Friday, March 7, 2014

Can Janet Yellen Sing?
What does Janet Yellen have in common with Britney Spears? Nothing except that Yellen may soon be singing, “Oops!...I Did It Again.” Unlike FRB-Dallas President Richard Fisher (see previous post, dated 3/5), she is much more focused on the impact of monetary policy on the labor markets than on the financial markets. In her 3/5 ceremonial swearing-in speech, she said:
Too many Americans still can't find a job or are forced to work part-time. The goals set by Congress for the Federal Reserve are clear: maximum employment and stable prices. It is equally clear that the economy continues to operate considerably short of these objectives. I promise to do all that I can, working with my fellow policymakers, to achieve the very important goals Congress has assigned to the Federal Reserve.
Yellen has said that the Fed won’t make the same mistakes again as the ones that led to the latest financial crisis. She also has admitted that she didn’t see it coming, but claims that she will be more vigilant this time. Odds are that Fisher will see it coming before she does, given that the gentleman from Dallas is much more concerned about stopping speculative bubbles, while the lady from DC is much more obsessed about reviving the labor market.

FRB-New York President Bill Dudley, whose views tend consistently to be nearly the same as Yellen’s, spoke on Friday after the release of February’s better-than-expected employment report.
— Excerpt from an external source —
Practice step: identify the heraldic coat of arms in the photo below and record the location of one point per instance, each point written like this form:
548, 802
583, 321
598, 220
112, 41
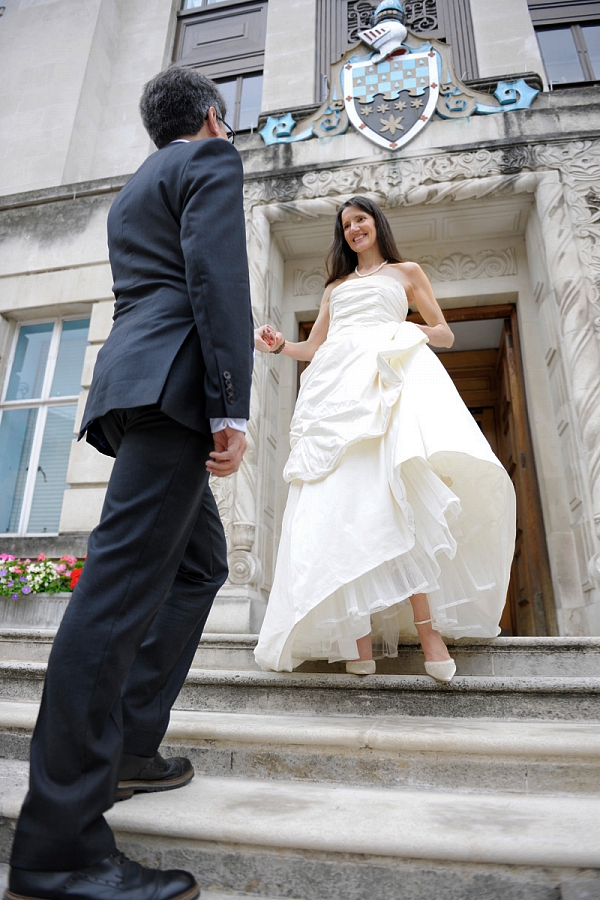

He made no mention of it. Instead, he indicated that he still wants to see more progress in the labor market: “I do expect that growth will be strong enough to lead to continued improvement in labor market conditions. I must caution, however, that the outlook for the unemployment rate is unusually uncertain.” He concluded: “Hence, the continued need for monetary policy to remain highly accommodative to support the economic recovery to the fullest.”

In other words, the dovish majority on the FOMC will maintain ultra-easy monetary policy for the foreseeable future. They will probably continue to taper QE, but they’ll keep the federal funds rate near zero. Stock prices are likely to continue rising into record-high territory. Richard Fisher will give more speeches about speculative bubbles.